The two lamps on the top are original replacement 48A lamps. Note how the metal goes all the way to the left and the glass is longer than the replacement below. All three will work. I do not recommend the 48C lamp that is commonly referenced as a replacement. It uses half the current and is half as bright. Look at the picture of the lit clock at the bottom and you will see the light provided by the 48A lamps is a warm glow.

I am no longer able to source for the 48A lamps.  Many lamp stores incorrectly cross reference the 48A lamp with the 48C lamp.  The 48C are half as bright and do not provide sufficient light to see the dials. For this reason I do not suggest using the 48C lamp. 

Beware of off-brand replacement 48A lamps as they may be very poor reproductions and will not work correctly.  Be careful and specify the correct lamp and that you want a C5 filament.  Some of the cross referenced bulbs do not provide the correct configuration.  When in doubt, visit Don's Bulbs to find the correct configuration.  Please let me know if you find a reliable source for Sylvania or GE 48A or 48A-2 lamps and I will pay you a finder's fee.  See my story about why you should avoid Atlanta Bulbs.  They cannot supply the correct bulb and are dishonest.

The lamps are wired in series. When one lamp burns out, all the lamps stop working. You can test the lamps to see which one is bad and only replace the burned out lamp.

Brass Polishing

The bezel and arch over the top are made of brass and tend to discolor with age. This is normal and adds to the patina of an old object. Unfortunately in a moist environment, near the ocean for example, the brass will corrode so badly it will appear a dull, muddy brown. It is possible to shine up the brass using a buffing wheel.

The brass can be left to develop a new patina however finger prints will accelerate the corrosion.  There are two ways to protect the new, shiny brass.  I prefer to wax the brass but this requires an occasional wax coat as preventative maintenance. Or I use an oil based clear coat to avoid additional corrosion. I can do this but prefer not to. The results are variable and may not meet the expectations of the owner.  Polishing is very expensive as I charge by the hour and polishing is labor intensive. Please let me know if you are interested and we can discuss it.


The motor is still available. It is easily replaced. However, there is little to go wrong with it and they rarely fail. They fail by becoming noisy and running hot.

Sun and Moon indicators

The original sun and moon circles, found on their respective discs, often fall off and are lost. The circles are made from circular diffraction gratings.
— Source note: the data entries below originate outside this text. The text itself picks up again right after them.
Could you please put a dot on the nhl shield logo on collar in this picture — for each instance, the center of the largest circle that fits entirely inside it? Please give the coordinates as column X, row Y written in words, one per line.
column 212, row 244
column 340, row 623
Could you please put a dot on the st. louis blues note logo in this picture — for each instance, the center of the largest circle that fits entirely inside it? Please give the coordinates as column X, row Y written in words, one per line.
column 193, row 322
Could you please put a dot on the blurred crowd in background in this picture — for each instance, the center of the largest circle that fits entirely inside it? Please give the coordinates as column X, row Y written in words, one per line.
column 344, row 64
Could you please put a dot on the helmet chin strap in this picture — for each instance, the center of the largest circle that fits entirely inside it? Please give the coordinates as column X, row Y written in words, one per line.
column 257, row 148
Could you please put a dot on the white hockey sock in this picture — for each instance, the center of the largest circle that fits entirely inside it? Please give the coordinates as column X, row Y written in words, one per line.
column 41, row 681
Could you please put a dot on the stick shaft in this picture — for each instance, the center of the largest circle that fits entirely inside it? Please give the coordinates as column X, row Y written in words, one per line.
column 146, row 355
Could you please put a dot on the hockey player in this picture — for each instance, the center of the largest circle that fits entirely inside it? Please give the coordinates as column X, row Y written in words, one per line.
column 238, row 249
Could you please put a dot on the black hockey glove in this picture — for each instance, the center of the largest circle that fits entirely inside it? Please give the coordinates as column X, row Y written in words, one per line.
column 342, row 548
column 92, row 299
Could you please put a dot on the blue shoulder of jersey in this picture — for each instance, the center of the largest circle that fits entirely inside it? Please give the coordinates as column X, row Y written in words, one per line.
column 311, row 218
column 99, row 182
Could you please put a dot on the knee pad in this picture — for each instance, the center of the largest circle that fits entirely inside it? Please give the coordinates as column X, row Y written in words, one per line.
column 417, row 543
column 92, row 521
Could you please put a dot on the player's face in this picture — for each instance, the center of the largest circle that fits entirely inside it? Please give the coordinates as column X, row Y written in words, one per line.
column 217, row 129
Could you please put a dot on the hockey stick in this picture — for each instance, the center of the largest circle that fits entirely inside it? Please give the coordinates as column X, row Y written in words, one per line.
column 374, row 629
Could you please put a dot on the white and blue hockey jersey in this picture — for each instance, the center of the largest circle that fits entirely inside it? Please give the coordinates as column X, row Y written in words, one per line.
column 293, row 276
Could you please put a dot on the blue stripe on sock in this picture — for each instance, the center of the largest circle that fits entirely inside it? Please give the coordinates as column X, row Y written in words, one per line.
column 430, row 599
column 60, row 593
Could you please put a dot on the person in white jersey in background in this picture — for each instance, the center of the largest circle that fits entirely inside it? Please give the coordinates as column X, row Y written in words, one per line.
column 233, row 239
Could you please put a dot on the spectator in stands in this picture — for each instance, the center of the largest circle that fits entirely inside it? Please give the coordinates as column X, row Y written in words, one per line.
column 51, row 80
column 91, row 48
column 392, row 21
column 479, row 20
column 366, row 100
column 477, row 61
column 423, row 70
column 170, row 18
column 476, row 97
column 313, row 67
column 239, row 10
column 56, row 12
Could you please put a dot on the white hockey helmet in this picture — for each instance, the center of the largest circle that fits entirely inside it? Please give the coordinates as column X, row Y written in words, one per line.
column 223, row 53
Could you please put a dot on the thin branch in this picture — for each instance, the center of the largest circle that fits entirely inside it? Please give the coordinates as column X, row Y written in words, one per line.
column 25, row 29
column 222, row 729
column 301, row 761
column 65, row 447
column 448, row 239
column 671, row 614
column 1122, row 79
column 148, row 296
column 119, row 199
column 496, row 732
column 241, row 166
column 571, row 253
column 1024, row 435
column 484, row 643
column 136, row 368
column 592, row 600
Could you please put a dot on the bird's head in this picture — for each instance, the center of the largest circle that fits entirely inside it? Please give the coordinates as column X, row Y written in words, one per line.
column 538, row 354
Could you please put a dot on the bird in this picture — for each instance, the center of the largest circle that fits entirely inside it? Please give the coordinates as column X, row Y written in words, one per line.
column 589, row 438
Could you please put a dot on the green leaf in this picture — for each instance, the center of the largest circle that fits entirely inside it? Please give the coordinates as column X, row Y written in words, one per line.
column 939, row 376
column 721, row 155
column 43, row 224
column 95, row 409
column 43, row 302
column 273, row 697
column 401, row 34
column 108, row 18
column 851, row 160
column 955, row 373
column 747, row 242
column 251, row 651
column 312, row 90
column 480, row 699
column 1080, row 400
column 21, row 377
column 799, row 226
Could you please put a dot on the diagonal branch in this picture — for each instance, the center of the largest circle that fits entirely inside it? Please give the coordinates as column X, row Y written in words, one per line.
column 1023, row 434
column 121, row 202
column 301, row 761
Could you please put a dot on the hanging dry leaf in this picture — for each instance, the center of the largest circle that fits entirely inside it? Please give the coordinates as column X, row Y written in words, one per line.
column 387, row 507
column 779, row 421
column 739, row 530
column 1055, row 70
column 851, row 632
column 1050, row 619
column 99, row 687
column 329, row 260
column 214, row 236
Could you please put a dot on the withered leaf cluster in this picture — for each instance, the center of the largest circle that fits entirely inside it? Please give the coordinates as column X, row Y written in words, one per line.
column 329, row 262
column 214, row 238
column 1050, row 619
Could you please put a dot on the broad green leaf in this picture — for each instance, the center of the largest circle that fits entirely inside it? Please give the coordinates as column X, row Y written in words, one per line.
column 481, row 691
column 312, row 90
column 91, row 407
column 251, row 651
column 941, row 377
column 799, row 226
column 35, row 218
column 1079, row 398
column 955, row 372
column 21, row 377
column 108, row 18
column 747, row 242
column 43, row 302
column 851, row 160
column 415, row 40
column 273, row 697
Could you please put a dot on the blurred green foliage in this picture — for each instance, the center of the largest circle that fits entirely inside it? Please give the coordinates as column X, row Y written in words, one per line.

I have not been able to find correct replacements I have been using holographic stickers, as found in kids' sticker rewards packages, to make similar circles. Please let me know if you find a source for small, circular diffraction gratings.

Packaging your Clock

I have shipped several of these clocks and found them to be a challenge. The biggest concern is the curved front dial as I do not know how one might go about replacing it. It is also necessary to keep the display discs from rubbing against each other and thereby reducing their transparency. Here are the steps I take to insure the clock will make the trip.

  1. stabilize the display discs. Open the back of the cabinet and place the original shipping clips, bent pieces of metal, around the circumference of the discs. Often the clips are missing, so you can use folded business cards or folded strips cut from paper plates. The idea is to keep the discs in place and not to let them rub against each other.
  2. close the back of the cabinet and place a piece of cardboard, slightly larger than the back of the clock, against the door. This keeps the pressure of the packing materials from pushing in the rear door.  Make sure the rear door does not push against the clear discs in the top of the arch.
  3. wrap the cabinet and cardboard in two or more layers of bubble wrap.  (If you use packing peanuts or loose foam, enclose the clock in a plastic bag.
  4. place the wrapped clock in a box only large enough for the wrapped clock.
  5. place this first box in a second box that is at least four inches larger in all dimensions, allowing at least two inches of bubble wrap or packing peanuts on all sides.
  6. include your name, address, and contact information inside the box.